Following his realist take on the torture report and its implications, liberal Daily Beast commentator Eleanor Clift tried to interrupt Zuckerman. Normally, she has to fight off heated disagreement from her conservative colleagues. Zuckerman rebutting her butting in, and asserted that liberal pretenses about global egalitarianism have no place, or merit, in dealing with terrorist cells, or their arrested, incarcerated accomplices.

Her vehemence on the subject, combined with the stern frustration of conservatives with Feinstein's poorly-timed release, reveal on a smaller scale the wider debate on torture to combat terrorism, and the strong views, however controversial or flawed, which the Left hold on the matter.

Clift finally shared her point, in spite of extended cross-talking:

Well, as a lone voice here on the other side, I would point out that the United States of America has signatories to a lot of international agreements.
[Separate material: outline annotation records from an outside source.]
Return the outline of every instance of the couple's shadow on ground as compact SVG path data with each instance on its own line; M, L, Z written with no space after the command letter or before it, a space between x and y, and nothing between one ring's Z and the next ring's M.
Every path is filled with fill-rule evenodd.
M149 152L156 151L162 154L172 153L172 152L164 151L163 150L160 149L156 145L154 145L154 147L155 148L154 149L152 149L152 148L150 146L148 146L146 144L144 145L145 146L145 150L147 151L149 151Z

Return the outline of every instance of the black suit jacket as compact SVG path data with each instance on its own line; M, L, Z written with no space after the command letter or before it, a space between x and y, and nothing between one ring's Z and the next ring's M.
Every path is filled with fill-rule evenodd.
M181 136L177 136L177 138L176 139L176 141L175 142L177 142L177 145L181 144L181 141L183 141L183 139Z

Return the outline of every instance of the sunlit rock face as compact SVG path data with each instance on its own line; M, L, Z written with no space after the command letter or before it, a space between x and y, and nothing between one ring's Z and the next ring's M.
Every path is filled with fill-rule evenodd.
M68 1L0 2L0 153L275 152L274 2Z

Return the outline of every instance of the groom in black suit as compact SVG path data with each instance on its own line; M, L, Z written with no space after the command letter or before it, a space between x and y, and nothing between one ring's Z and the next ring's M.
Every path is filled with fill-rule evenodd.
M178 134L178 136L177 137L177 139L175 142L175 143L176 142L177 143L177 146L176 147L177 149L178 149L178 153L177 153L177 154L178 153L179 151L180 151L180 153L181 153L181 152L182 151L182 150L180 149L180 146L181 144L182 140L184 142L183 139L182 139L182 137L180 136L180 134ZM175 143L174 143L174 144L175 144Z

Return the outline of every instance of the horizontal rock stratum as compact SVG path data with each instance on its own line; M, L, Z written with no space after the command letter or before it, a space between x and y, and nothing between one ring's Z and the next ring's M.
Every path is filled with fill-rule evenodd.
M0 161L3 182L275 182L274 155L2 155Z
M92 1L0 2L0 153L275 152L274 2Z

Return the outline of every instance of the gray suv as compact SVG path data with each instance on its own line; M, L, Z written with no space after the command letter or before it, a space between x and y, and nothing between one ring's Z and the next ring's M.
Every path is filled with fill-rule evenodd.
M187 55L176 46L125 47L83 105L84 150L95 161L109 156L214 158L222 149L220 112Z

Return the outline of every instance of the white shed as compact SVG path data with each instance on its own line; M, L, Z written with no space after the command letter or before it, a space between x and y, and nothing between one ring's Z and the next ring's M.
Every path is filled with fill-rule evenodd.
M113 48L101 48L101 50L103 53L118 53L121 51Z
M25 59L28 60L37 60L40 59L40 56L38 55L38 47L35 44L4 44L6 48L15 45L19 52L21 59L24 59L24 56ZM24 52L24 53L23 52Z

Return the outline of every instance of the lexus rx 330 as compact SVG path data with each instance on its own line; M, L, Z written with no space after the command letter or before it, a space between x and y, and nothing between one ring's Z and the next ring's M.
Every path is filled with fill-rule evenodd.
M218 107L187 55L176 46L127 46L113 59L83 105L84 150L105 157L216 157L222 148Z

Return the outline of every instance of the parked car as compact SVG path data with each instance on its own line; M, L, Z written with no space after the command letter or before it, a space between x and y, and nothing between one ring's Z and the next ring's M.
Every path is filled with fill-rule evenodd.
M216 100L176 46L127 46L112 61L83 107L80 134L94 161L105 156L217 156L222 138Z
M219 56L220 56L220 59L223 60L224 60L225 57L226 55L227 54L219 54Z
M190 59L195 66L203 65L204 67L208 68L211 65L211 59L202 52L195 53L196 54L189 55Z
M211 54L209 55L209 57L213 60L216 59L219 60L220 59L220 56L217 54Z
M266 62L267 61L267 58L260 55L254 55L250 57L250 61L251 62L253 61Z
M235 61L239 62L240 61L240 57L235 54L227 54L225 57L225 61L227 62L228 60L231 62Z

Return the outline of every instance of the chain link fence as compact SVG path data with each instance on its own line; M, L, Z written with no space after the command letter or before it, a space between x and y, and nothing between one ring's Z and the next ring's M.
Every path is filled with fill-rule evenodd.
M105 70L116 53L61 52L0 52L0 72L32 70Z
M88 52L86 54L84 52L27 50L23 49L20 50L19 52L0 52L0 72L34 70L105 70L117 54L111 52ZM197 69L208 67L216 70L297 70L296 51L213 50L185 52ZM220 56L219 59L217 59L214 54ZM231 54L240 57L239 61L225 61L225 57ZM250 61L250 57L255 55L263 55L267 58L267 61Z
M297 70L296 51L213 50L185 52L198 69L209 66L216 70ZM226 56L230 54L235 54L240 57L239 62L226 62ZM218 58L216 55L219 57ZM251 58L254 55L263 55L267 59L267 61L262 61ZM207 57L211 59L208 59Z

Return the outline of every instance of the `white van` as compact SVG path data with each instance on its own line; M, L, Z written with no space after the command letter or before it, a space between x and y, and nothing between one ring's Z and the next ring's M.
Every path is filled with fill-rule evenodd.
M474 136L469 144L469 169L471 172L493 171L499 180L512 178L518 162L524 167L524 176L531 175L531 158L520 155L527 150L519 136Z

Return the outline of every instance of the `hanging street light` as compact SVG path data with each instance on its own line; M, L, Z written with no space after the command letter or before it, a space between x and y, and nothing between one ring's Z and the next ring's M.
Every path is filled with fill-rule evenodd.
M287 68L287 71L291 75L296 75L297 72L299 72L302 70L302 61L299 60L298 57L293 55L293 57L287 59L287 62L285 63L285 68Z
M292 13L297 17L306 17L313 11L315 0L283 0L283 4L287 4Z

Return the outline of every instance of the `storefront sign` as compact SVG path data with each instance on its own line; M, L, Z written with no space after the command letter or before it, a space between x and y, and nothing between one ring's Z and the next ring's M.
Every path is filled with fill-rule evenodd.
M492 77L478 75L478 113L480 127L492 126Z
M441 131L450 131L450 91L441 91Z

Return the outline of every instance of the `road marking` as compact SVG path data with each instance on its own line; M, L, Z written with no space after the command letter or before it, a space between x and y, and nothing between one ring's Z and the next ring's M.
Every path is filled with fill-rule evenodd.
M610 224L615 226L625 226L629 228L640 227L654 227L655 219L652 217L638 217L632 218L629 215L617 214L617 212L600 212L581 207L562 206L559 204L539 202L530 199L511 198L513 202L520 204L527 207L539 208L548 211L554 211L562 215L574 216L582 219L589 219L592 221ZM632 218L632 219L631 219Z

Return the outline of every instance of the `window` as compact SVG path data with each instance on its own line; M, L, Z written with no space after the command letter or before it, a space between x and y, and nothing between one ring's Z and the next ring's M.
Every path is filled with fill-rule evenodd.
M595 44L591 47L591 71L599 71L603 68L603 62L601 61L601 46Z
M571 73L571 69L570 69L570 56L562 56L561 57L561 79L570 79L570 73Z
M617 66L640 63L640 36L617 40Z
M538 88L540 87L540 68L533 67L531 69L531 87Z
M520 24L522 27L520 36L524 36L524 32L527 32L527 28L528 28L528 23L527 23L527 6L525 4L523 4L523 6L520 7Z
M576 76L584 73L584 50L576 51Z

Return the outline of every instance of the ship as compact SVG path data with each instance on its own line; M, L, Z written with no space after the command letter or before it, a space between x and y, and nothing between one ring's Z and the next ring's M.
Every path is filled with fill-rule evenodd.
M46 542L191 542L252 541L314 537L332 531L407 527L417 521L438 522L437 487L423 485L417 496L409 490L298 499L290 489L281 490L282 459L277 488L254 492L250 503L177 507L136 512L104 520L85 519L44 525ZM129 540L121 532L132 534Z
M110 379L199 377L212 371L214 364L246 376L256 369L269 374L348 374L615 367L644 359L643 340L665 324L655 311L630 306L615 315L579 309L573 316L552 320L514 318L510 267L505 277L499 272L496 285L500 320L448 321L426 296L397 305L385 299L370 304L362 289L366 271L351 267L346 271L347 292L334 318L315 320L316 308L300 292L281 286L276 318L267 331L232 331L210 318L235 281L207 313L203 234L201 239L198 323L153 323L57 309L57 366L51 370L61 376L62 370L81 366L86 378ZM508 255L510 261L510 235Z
As creators of international rules, we are hardly in a position to just ignore those rules when it's inconvenient.

Secondly, the Senate staffers went over 6 million documents. They didn't talk to the CIA agents directly. They had transcripts of when those agents were interviewed and they went through every one of the cases and they found -- excuse me -- they found no basis for a piece of intelligence that came as the result of an -- excuse me -- as a result of an EIT --


John McLaughlin should be commended for allowing diverse, strong and conflicting points of view on his program. Even though  many conservatives find Clift's views execrable, they do need to be heard in a free society, where individuals can make proper choices, then resist the poor thinking and the Left's moral relativity.
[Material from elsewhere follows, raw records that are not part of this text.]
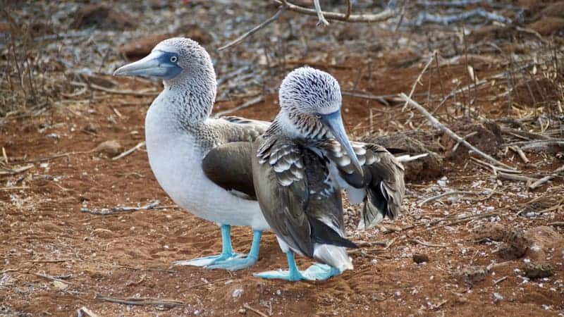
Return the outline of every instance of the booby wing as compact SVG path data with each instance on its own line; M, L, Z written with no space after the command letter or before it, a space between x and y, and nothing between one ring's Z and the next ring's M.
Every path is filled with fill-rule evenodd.
M321 181L329 176L321 158L281 135L259 137L255 147L257 197L278 238L309 257L314 256L314 243L355 247L331 228L342 228L341 197L331 182ZM320 195L333 199L323 200ZM341 221L321 210L321 201L336 205Z
M204 157L204 173L231 194L256 200L251 166L252 142L264 132L270 123L235 116L221 119L217 120L216 131L223 135L226 143L214 147Z
M371 143L351 144L362 166L363 175L355 172L350 159L336 141L317 142L315 146L322 149L329 164L336 167L340 178L337 182L347 189L350 198L356 198L352 199L352 202L364 201L360 228L372 228L385 216L393 219L399 213L405 191L403 166L384 147Z

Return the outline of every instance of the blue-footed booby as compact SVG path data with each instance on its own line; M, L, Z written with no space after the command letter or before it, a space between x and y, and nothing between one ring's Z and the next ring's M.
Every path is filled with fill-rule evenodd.
M286 254L288 271L255 274L288 280L325 280L352 269L341 189L364 202L359 227L393 218L404 195L403 167L384 147L351 142L341 115L337 80L302 67L279 89L281 111L253 143L255 188L264 218ZM294 252L316 263L298 269Z
M174 202L221 229L221 254L176 263L228 270L255 263L262 232L269 225L252 186L250 142L269 123L209 118L216 75L208 53L190 39L166 39L147 56L121 67L114 75L162 79L164 89L145 118L151 169ZM233 251L231 225L253 229L246 257Z

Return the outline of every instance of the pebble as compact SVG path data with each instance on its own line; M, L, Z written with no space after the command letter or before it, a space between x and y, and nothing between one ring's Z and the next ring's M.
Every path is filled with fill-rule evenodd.
M427 254L424 254L422 253L415 253L413 254L413 261L417 264L424 263L424 262L429 262L429 256Z

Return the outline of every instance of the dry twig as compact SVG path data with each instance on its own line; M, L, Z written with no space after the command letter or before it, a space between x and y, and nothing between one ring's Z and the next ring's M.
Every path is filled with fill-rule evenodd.
M116 161L116 160L118 160L118 159L120 159L120 158L123 158L124 156L127 156L128 155L135 152L135 151L137 151L137 149L139 149L140 148L141 148L142 147L143 147L145 145L145 141L143 141L142 142L139 142L137 145L135 145L135 147L132 147L131 149L125 151L125 152L121 153L121 154L118 155L117 156L114 156L113 158L111 158L111 160L112 161Z
M278 20L281 16L282 16L282 14L286 11L286 8L288 8L287 6L283 5L283 6L281 8L280 8L280 9L278 11L278 12L276 12L276 13L275 15L272 15L269 19L265 20L262 23L257 25L256 27L255 27L253 28L252 28L251 30L250 30L246 33L245 33L243 35L240 36L239 37L235 39L233 41L230 42L229 43L223 45L223 46L217 49L217 50L218 51L223 51L223 49L228 49L230 47L234 46L240 44L240 42L242 42L247 37L249 37L250 36L251 36L253 34L256 33L259 30L264 27L265 26L269 25L270 23L273 23L274 21L276 21L276 20Z
M425 204L429 203L433 201L434 200L436 200L441 198L443 198L446 196L451 196L451 195L460 195L460 194L467 194L467 195L479 195L480 193L475 192L467 192L467 191L462 191L462 190L453 190L451 192L443 192L443 194L434 196L432 197L427 198L427 199L424 200L419 203L419 206L423 206Z
M409 241L413 243L417 243L417 244L421 244L422 246L434 247L434 248L445 248L446 247L448 247L446 244L439 244L436 243L427 242L427 241L424 241L422 240L417 238L410 238Z
M427 119L429 121L431 121L431 123L433 123L433 125L436 126L436 128L439 128L441 130L442 130L443 132L446 133L449 137L450 137L453 139L454 139L455 141L462 143L465 147L467 147L468 149L471 149L472 151L474 151L477 154L479 154L480 156L487 159L489 161L494 162L496 164L501 166L503 166L505 168L509 168L509 169L511 169L511 170L515 170L514 168L513 168L511 166L509 166L508 165L506 165L506 164L505 164L505 163L503 163L502 162L500 162L499 161L498 161L498 160L494 158L493 157L491 157L491 156L482 152L482 151L480 151L479 149L476 148L474 146L473 146L471 144L468 143L467 141L466 141L465 139L464 139L462 137L459 137L458 135L457 135L456 133L453 132L450 129L447 128L446 125L441 123L441 122L439 121L439 120L437 120L435 117L434 117L431 113L429 113L429 111L427 111L427 109L425 109L423 107L423 106L421 106L420 104L419 104L417 102L415 102L413 100L412 100L411 98L410 98L407 96L406 96L405 94L402 92L401 94L400 94L400 96L401 97L401 98L404 101L406 101L406 103L408 103L412 106L413 106L416 109L419 110L419 111L421 112L424 116L425 116L427 118Z
M274 0L274 2L278 4L286 5L288 6L288 9L290 11L294 11L302 14L307 14L308 15L317 15L317 12L316 12L315 10L297 6L287 1L286 0ZM321 13L325 18L328 20L336 20L338 21L352 23L382 22L393 18L396 14L396 10L389 7L381 13L375 14L364 13L347 15L334 12L321 12Z
M245 104L242 104L240 106L236 106L236 107L235 107L235 108L233 108L232 109L228 109L228 110L226 110L226 111L219 111L219 112L214 114L214 118L219 118L219 117L221 117L222 116L228 115L229 113L233 113L234 112L238 111L244 109L245 108L249 108L250 106L255 105L255 104L258 104L258 103L259 103L261 101L263 101L264 100L264 97L262 95L258 96L256 98L253 98L253 99L246 101Z
M111 209L107 208L103 208L102 210L98 210L95 209L94 210L89 209L87 208L81 208L80 211L83 213L92 213L93 215L111 215L112 213L119 213L119 212L132 212L132 211L137 211L140 210L149 210L153 209L157 206L159 206L159 201L158 200L155 200L151 201L149 204L147 204L145 206L142 206L140 207L128 207L125 206L116 206L115 207L112 207Z
M88 309L85 306L82 306L76 310L76 315L78 317L99 317L99 316Z
M262 317L269 317L269 316L268 316L268 315L266 315L266 313L263 313L263 312L260 311L259 310L258 310L258 309L254 309L254 308L251 307L251 306L249 306L249 304L244 304L243 306L243 307L245 307L245 308L246 308L247 309L248 309L248 310L250 310L250 311L252 311L252 312L255 313L256 314L257 314L257 315L259 315L259 316L262 316Z
M544 176L540 180L536 180L532 183L531 183L531 185L529 185L529 189L530 189L531 190L536 189L537 188L542 186L543 184L544 184L545 182L558 176L558 174L560 174L562 172L564 172L564 165L554 170L554 171L552 172L552 175Z
M161 299L159 298L152 297L127 297L127 298L118 298L112 297L111 296L104 296L97 294L96 299L100 299L106 302L111 302L112 303L125 304L126 305L161 305L166 307L175 307L177 306L184 306L185 304L180 301L176 299Z
M323 11L321 11L321 6L319 4L319 0L313 0L313 5L315 7L315 13L317 13L317 26L321 26L324 27L329 25L329 23L325 20L325 17L323 16ZM349 17L350 15L349 14Z

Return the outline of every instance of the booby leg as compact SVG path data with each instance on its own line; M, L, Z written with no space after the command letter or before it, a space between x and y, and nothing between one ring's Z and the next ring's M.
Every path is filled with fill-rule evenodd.
M229 259L224 261L216 261L212 265L206 266L206 268L224 268L229 271L237 271L248 268L255 264L259 259L259 248L260 247L260 238L262 231L252 230L252 243L251 250L243 259Z
M209 266L218 261L238 259L243 256L233 251L231 246L231 226L221 225L221 254L216 256L204 256L192 260L177 261L173 263L177 266Z
M253 275L268 280L279 279L292 282L309 280L302 275L302 273L298 269L298 266L296 266L295 260L294 259L294 253L292 252L292 251L286 252L286 258L288 259L288 271L267 271L266 272L254 273Z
On a specific note, Clift's international rationale means nothing when terrorists are attacking skyscrapers and killing thousands of people. Terrorism which morphs into state-sponsored tyranny cannot be mitigated or contained by the Gentleman's Rules of Warfare of  Carl von Clauswitz' ideological dictates on military combat.

A Cartoon Critical of American Enhanced Interrogation Techniques
Zuckerman was right to denounce the petty, amoral sensitivities of humanitarian critics, and Buchanan reminded his colleagues that Al-Qaeda operatives are trained to conduct the most vicious, serially violent attacks on innocent civilians. Besides, the enhanced techniques, from water-boarding to sleep deprivation, to aggressive pressure through exaggerated threats, are nothing compared to the unspeakable evil perpetrated by ISIS and their terrorizing allies and subsidiaries throughout the Middle East.
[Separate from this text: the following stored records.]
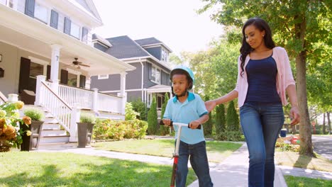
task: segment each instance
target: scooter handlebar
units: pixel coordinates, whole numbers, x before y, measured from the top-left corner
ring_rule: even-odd
[[[162,121],[162,120],[160,120],[160,125],[165,125],[164,124],[164,122]],[[189,123],[187,124],[187,123],[176,123],[176,122],[173,122],[173,121],[171,121],[171,124],[170,126],[173,126],[174,125],[177,125],[177,126],[182,126],[182,127],[188,127],[188,128],[190,128],[189,127]],[[198,125],[198,127],[197,128],[197,129],[201,129],[201,125]]]

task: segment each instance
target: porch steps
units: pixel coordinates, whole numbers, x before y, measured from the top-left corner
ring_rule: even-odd
[[[24,106],[24,108],[31,107],[41,109],[45,114],[44,123],[40,133],[40,147],[48,146],[50,144],[66,144],[69,142],[70,135],[52,114],[42,106]],[[24,115],[24,108],[21,110],[21,116]]]

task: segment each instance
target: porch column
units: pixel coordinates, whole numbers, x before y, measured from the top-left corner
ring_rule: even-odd
[[[37,82],[35,84],[35,106],[41,106],[43,101],[45,102],[45,101],[43,101],[44,96],[42,91],[42,81],[45,82],[45,80],[46,80],[46,76],[43,75],[37,75]]]
[[[50,80],[52,81],[52,89],[57,94],[57,88],[59,84],[59,60],[60,51],[62,46],[57,44],[52,44],[52,56],[51,56],[51,72]]]
[[[77,142],[78,141],[77,135],[77,124],[79,122],[79,117],[81,116],[81,110],[77,106],[72,108],[72,113],[70,114],[70,142]]]
[[[126,109],[126,103],[127,102],[127,94],[126,93],[126,75],[127,74],[126,72],[120,73],[120,79],[121,79],[121,91],[120,94],[122,97],[122,105],[121,105],[121,113],[125,114],[125,109]]]

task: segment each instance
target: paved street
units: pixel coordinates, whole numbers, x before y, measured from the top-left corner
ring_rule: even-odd
[[[332,137],[312,136],[314,150],[325,158],[332,160]]]

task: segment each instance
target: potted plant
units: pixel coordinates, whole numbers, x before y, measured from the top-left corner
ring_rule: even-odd
[[[0,105],[0,152],[9,152],[11,147],[20,147],[23,131],[18,124],[23,121],[18,110],[23,106],[24,103],[19,101]]]
[[[28,152],[38,149],[44,123],[44,112],[38,108],[27,108],[24,110],[24,115],[26,116],[22,118],[23,123],[21,124],[21,128],[23,130],[21,150]]]
[[[89,145],[96,118],[92,113],[82,113],[77,123],[78,147],[85,148]]]

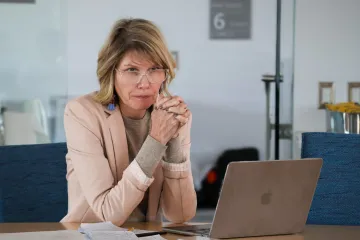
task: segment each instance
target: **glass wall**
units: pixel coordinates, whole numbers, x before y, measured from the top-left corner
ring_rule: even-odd
[[[0,144],[65,140],[66,29],[66,1],[0,2]]]

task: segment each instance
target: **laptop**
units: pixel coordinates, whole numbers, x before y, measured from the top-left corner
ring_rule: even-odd
[[[231,162],[212,224],[170,225],[163,230],[211,238],[300,233],[322,164],[320,158]]]

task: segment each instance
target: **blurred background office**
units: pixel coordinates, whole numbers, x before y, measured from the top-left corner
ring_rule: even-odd
[[[274,158],[275,85],[267,108],[263,80],[275,74],[276,0],[19,2],[0,0],[0,144],[65,142],[65,104],[98,89],[112,24],[140,17],[161,28],[178,62],[171,90],[193,112],[196,188],[226,150]],[[324,101],[343,102],[360,81],[359,9],[357,0],[282,1],[280,159],[300,156],[301,132],[327,130],[320,83]]]

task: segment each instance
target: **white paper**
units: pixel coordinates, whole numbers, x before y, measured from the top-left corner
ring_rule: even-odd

While arguing about the political niceties and moral complaints of this issue, the McLaughlin missed relating that the United States has maintained  the rule of law to adjudicate then condemn the terrorist suspects. This point of order led to widespread outrage with the Obama Administration when they discussed moving the 9-11 conspirators away from military tribunals to civil courts in New York City. For the record, the terrorist suspects in Guantanamo Bay have been on trial for more than a decade, still waiting for trial, still represented by defense council.

Because terrorism, and its long-standing impact, hit to the core of national security, and human frailty, no one should be surprised at the heated, even tortured nature of the McLaughlin Group's eventful clash on Senator Feinstein's report.